If one can detect the direction of Pope Francis’

pontificate, it has something to do with the movement from security to boldness, from being inward looking to looking outward, from preoccupation with the present status and safeguarding our privileges to learning to be vulnerable, and learning to convey God’s compassion to those who are on the edges of society and the church.

Hence, our challenge is to embrace the call of the Vatican Council to identify with the joys and hopes, the griefs and the anxieties of those who are poor and in anyway afflicted. It is to be the bearer of joy to those who are most deprived of it. To do this, we must be able to live in and to bridge the yawning gap between the ideal and the real, between what the church teaches and how the people respond.

Pope Francis challenges all of us to divest ourselves of clericalism and elitism, to return to the purity of the Gospel. His constant call to the Church, to be less concerned with itself and to be more outward looking encourages us to walk with our people in the ambiguities and complexities of their lives. The self-referential church steeped in a culture of splendour is in stark contrast with the church of the poor and for the poor.


Part One:  Thank you for this opportunity to share with you some of my reflections on the future of the priesthood in Australia. I am conscious that I am a kind of Johnny-come-lately rather than a native born Australian and that many of you here have a breadth of pastoral experience far richer and deeper than mine. 

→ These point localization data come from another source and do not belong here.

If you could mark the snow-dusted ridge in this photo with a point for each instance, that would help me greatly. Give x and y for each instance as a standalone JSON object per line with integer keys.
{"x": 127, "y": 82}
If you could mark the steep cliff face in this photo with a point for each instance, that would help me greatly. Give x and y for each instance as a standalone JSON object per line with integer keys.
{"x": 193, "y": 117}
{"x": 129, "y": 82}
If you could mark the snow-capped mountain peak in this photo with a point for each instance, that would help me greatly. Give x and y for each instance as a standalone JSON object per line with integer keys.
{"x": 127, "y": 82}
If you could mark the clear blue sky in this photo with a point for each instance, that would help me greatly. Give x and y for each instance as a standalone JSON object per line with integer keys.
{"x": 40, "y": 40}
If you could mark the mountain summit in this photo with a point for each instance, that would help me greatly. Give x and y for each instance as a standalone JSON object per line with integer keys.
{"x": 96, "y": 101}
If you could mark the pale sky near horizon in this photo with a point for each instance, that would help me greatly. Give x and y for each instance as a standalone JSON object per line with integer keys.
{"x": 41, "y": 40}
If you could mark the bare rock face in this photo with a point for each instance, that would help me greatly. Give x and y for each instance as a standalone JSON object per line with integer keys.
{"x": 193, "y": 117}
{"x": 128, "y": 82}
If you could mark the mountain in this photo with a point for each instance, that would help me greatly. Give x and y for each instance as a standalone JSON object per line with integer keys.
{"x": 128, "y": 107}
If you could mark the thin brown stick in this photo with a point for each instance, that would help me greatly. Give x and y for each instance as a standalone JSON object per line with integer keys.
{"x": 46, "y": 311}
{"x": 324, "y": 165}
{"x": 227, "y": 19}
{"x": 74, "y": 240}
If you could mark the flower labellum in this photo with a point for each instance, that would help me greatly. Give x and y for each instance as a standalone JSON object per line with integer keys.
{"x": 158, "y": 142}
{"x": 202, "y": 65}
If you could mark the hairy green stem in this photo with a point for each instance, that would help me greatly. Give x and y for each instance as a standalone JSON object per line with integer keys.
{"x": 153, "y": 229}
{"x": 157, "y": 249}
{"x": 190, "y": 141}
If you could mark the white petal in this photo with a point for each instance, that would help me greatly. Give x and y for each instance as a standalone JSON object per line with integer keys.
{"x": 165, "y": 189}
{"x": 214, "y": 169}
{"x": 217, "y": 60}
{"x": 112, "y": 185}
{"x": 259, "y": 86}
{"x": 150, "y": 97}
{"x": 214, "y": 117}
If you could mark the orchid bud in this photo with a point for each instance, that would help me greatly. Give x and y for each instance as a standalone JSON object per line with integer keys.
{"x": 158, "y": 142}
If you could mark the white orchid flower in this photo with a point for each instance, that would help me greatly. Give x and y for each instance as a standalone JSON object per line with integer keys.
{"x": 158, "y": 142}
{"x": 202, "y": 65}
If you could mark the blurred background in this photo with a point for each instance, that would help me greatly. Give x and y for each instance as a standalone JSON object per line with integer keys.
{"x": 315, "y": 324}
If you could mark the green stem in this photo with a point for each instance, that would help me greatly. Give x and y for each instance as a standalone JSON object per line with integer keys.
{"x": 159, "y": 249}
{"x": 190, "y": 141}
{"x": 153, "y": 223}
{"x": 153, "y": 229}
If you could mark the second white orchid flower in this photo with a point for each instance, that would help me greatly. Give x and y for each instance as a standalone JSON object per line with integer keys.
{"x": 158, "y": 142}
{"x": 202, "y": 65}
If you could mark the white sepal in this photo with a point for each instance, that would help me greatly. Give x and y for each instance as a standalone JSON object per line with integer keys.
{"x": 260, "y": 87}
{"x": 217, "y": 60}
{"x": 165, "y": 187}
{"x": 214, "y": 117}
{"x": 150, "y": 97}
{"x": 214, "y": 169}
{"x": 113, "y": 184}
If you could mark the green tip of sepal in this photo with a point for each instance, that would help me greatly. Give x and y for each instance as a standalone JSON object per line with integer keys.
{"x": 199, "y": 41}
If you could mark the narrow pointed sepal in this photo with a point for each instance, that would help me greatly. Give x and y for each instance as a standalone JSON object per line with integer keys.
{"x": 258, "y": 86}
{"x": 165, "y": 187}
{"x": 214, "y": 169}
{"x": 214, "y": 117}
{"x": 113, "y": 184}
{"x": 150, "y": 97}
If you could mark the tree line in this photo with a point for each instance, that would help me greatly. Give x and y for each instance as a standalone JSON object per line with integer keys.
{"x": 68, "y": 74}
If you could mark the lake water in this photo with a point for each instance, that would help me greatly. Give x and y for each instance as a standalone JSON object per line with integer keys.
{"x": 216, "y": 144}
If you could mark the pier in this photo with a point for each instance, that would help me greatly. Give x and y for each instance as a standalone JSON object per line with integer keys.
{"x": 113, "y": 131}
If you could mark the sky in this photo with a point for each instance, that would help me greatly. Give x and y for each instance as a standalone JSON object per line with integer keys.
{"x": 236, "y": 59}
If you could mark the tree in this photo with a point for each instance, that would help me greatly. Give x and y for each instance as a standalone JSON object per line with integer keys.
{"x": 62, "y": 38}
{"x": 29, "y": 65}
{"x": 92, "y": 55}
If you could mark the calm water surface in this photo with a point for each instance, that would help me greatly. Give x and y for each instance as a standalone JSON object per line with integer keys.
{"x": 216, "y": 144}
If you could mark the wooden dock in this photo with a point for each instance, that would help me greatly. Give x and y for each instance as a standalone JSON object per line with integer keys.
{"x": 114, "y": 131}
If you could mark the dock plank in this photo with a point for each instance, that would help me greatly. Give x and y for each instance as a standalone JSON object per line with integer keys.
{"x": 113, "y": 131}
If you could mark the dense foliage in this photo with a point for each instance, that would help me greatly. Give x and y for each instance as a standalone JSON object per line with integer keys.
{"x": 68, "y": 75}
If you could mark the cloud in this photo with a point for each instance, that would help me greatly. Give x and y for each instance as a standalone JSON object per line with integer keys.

What a strange time we Catholic clergy are living in! On the one hand, we know we are in a big mess. We bear the brunt of public anger and distrust in the wake of the sexual abuse crisis. It is one of the hardest times to be a priest. Yet paradoxically, it is also one of the most exciting times that we, as ministers and messengers of the Gospel, are privileged to live and to make it known to others. It is precisely in this that we are given the unique opportunity to accompany our people in a spiritual exodus that I believe will lead to a new dawn for the church.


When Pope Francis appeared on the balcony of St Peter’s Basilica in Rome after the conclave, it came as a shock and a welcome sign to us. He eschewed the usual trappings; he introduced himself as “bishop of Rome” and – surprisingly or prophetically – he bowed and asked the people for their blessing. The image of the Pope bowing in silence before the euphoric, then hushed, crowd at St Peter’s Square was truly the prophetic sign of the century! It signalled not just a new papal style but a whole new era for the church.  It signalled that the time had come to set aside old wineskins and reach for new. Pope Francis would later say that we are not simply living in an era of change but in a change of era.


By this, I think, he means we cannot go on the way we have, because the ground under our feet has shifted. There needs to be an attitudinal change at every level, a conversion of mind and heart that conforms us to the spirit of the Gospel, a new wine in new wineskins, not a merely cosmetic change or worse a retreat into restorationism.


In Australia, the priesthood no longer enjoys the prestige and the power it once had.. To truly rebadge what is the essential quality of the priesthood, we must go to the heart of what it means to be a servant-leader.  The servant leadership model is much more than what we do to the people. It is indicative of who we are as humble and vulnerable servants in the likeness of Christ - who came to serve and to give his own life for others. Hence, it is a way of being.  We, Christian leaders, today are more than ever before challenged to embrace the journey of self-emptying and powerlessness that lies at the heart of the Gospel.